Gregory J. Heym
Executive Vice President, Chief Economist

By Oshrat Carmiel and Ashwin Seshagiri
Home prices in New York’s Hamptons, the Long Island resort towns favored by summering Manhattanites, increased 4.2 percent in the second quarter from a year earlier as buyers opted for more expensive beach properties.
The median price of homes that sold in the quarter rose to $937,500 from $900,000 a year earlier, according to a report today by New York appraiser Miller Samuel Inc. and broker Prudential Douglas Elliman Real Estate. Thirty-nine percent of all sales completed in the Hamptons and Long Island’s North Fork were for houses priced at $1 million or more, the second-highest market share for such properties in three years.
“I’d look at the market as stabilized but punctuated with very visible trophy property sales,” Jonathan Miller, president of Miller Samuel, said in a telephone interview. “This is a phenomenon we saw in Long Island, Brooklyn, Queens, Manhattan and Westchester. Across the region, the top end of the market outperformed the overall market.”
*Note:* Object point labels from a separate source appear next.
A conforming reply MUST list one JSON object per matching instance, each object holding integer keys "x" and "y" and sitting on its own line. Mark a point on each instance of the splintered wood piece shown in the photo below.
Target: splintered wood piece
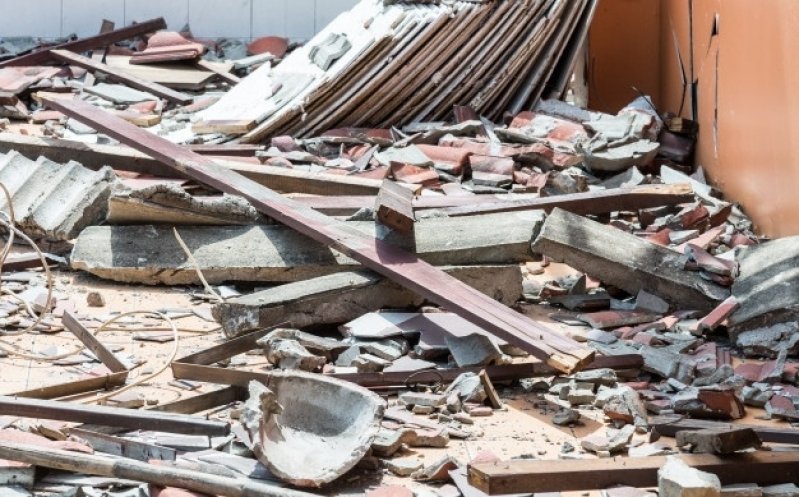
{"x": 406, "y": 269}
{"x": 394, "y": 206}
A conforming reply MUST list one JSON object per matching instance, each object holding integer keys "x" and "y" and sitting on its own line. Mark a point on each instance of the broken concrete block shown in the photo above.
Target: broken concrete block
{"x": 54, "y": 201}
{"x": 422, "y": 399}
{"x": 625, "y": 261}
{"x": 601, "y": 376}
{"x": 781, "y": 490}
{"x": 274, "y": 253}
{"x": 719, "y": 442}
{"x": 326, "y": 347}
{"x": 473, "y": 350}
{"x": 388, "y": 442}
{"x": 742, "y": 490}
{"x": 403, "y": 466}
{"x": 468, "y": 387}
{"x": 768, "y": 272}
{"x": 307, "y": 443}
{"x": 290, "y": 354}
{"x": 437, "y": 470}
{"x": 565, "y": 417}
{"x": 677, "y": 479}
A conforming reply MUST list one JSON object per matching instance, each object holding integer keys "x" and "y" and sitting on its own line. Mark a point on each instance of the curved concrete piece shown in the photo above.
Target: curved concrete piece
{"x": 308, "y": 429}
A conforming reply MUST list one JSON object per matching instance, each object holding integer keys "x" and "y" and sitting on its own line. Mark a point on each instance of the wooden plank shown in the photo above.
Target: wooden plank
{"x": 8, "y": 98}
{"x": 124, "y": 447}
{"x": 111, "y": 416}
{"x": 132, "y": 81}
{"x": 95, "y": 156}
{"x": 92, "y": 343}
{"x": 98, "y": 56}
{"x": 525, "y": 476}
{"x": 616, "y": 199}
{"x": 669, "y": 426}
{"x": 199, "y": 367}
{"x": 406, "y": 269}
{"x": 225, "y": 76}
{"x": 162, "y": 475}
{"x": 394, "y": 206}
{"x": 90, "y": 43}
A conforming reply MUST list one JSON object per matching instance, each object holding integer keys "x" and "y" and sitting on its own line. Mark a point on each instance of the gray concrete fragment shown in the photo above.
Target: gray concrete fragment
{"x": 54, "y": 201}
{"x": 469, "y": 388}
{"x": 742, "y": 490}
{"x": 308, "y": 429}
{"x": 625, "y": 261}
{"x": 781, "y": 490}
{"x": 150, "y": 254}
{"x": 677, "y": 479}
{"x": 473, "y": 350}
{"x": 766, "y": 285}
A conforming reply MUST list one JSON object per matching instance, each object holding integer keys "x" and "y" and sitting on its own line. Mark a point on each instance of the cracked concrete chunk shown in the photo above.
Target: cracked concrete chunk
{"x": 677, "y": 479}
{"x": 308, "y": 429}
{"x": 54, "y": 201}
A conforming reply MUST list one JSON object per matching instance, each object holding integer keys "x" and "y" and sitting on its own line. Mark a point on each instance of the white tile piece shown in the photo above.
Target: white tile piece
{"x": 215, "y": 19}
{"x": 174, "y": 12}
{"x": 37, "y": 18}
{"x": 84, "y": 17}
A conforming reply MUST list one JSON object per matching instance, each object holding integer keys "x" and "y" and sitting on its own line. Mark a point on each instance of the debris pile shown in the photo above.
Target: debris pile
{"x": 383, "y": 262}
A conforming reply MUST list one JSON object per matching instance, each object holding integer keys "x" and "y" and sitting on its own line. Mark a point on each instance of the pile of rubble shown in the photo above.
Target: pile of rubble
{"x": 390, "y": 283}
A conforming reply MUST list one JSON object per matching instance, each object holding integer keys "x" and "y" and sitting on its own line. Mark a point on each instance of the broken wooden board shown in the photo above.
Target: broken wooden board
{"x": 111, "y": 416}
{"x": 668, "y": 426}
{"x": 403, "y": 267}
{"x": 175, "y": 76}
{"x": 94, "y": 157}
{"x": 90, "y": 43}
{"x": 528, "y": 476}
{"x": 601, "y": 202}
{"x": 344, "y": 296}
{"x": 394, "y": 206}
{"x": 625, "y": 261}
{"x": 116, "y": 75}
{"x": 274, "y": 253}
{"x": 163, "y": 475}
{"x": 201, "y": 367}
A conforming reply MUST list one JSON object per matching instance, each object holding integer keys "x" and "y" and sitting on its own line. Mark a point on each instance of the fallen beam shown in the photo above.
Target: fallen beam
{"x": 405, "y": 268}
{"x": 616, "y": 199}
{"x": 277, "y": 254}
{"x": 524, "y": 476}
{"x": 669, "y": 426}
{"x": 344, "y": 296}
{"x": 90, "y": 43}
{"x": 625, "y": 261}
{"x": 111, "y": 416}
{"x": 394, "y": 206}
{"x": 122, "y": 77}
{"x": 163, "y": 475}
{"x": 120, "y": 157}
{"x": 200, "y": 367}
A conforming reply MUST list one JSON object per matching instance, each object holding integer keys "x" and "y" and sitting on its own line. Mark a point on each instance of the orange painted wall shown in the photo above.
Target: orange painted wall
{"x": 739, "y": 57}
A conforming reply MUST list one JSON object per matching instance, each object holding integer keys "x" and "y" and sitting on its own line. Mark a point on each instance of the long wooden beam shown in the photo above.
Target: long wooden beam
{"x": 94, "y": 156}
{"x": 122, "y": 77}
{"x": 129, "y": 469}
{"x": 406, "y": 269}
{"x": 111, "y": 416}
{"x": 615, "y": 199}
{"x": 90, "y": 43}
{"x": 534, "y": 476}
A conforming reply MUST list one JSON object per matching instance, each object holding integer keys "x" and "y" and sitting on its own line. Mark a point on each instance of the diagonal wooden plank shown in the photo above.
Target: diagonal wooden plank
{"x": 117, "y": 75}
{"x": 392, "y": 262}
{"x": 90, "y": 43}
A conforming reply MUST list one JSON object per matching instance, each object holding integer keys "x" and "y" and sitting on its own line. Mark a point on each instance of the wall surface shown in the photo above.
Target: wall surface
{"x": 244, "y": 19}
{"x": 730, "y": 65}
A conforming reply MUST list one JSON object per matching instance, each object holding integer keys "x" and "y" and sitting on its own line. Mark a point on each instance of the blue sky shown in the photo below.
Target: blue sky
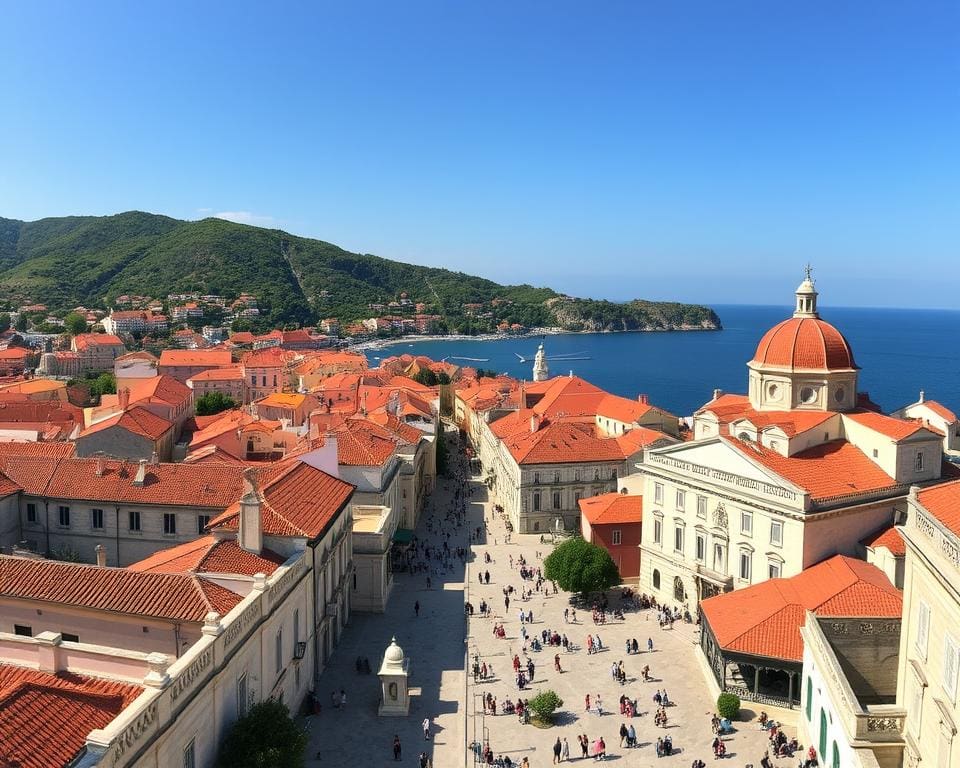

Luxury homes are attracting buyers as Wall Street executives spend bonuses and employment improves, said Judi Desiderio, president of Town & Country Real Estate in the Hamptons. New York City’s financial industry showed a net gain of 10,400 jobs in the 12 months through May. The city’s overall jobless rate was 8.6 percent that month, unchanged from a 25- month low in April and down 1 percentage point from a year earlier, the state Department of Labor said on June 16.
Above $5 Million
Twenty-four homes in the Hamptons and North Fork, which constitute Long Island’s East End, sold for $5 million or more in the second quarter, compared with 22 a year ago, according to Miller. The median price for luxury properties, defined as the top 10 percent by price, climbed 7.9 percent to $4.4 million.
“They get their bonus and they think, ‘hard asset -- let’s go buy some East End dirt,’” said Desiderio, referring to the Wall Street payouts that drive the Hamptons real estate market. “They’re finally spending the money.”
The most expensive home that sold in the quarter was a 10- bedroom, 12-bathroom house at 1710 Meadow Lane along the Atlantic beachfront in Southampton, which went for $32.5 million, according to Miller and broker listings.
The demand for high-end homes thwarted Karen and Bruce Kopelman from buying after they were outbid on two houses in the $3 million to $5 million range. The couple, who rent a home in the Hamptons full time after selling their house a year ago for $3.75 million, have been searching for proprieties in Sagaponack or Bridgehampton, south of the primary highway of Route 27.
They most recently lost out on a Bridgehampton home after thinking they were close to a deal, Karen Kopelman said.
“Somebody just outbid us,” she said. “I bid less, and they came in right about at asking.”
‘Definitely Better’
Kopelman, 52, said she has seen a rebound in the market from last year, when her property ended up selling for less than its asking price of $4.45 million.
“There are a lot of homebuyers, because we’ve had a recession and the market is better now,” Kopelman said. “It’s definitely better now than it was a year ago.”
Two other reports this month also show increases in Hamptons prices in the second quarter. Town & Country said in a July 15 report that prices climbed 14 percent across the 12 towns and villages that comprise the Hamptons. Brown Harris Stevens, a New York brokerage, said in a report today that the median price of sold homes jumped 18 percent to $1.1 million.
Fifty-one percent of the properties that changed hands were priced at $1 million or more, the first time since the third quarter of 2007 that a majority of Hamptons transactions were above that threshold, said Gregory Heym, chief economist at Terra Holdings LLC, which owns Brown Harris.
Slow Recovery
The Corcoran Group, which also released a report today, said median prices fell 3 percent to $900,000. Prices for vacant land slid 34 percent to a median of 578,000, as “investors hesitated to speculate,” according to the brokerage’s report.
“I don’t think its booming, I think it’s healthy,” Dottie Herman, president of Prudential Douglas Elliman, said in an interview. “It’s a slow recovery.”
In the overall Hamptons market, homes took 44 percent more time to sell in the quarter than they did a year earlier, averaging 188 days on the market, according to Miller Samuel and Prudential. Luxury homes, defined this quarter as properties priced $3.3 million or higher, spent an average of 98 days on the market, 32 percent less time than they did a year ago.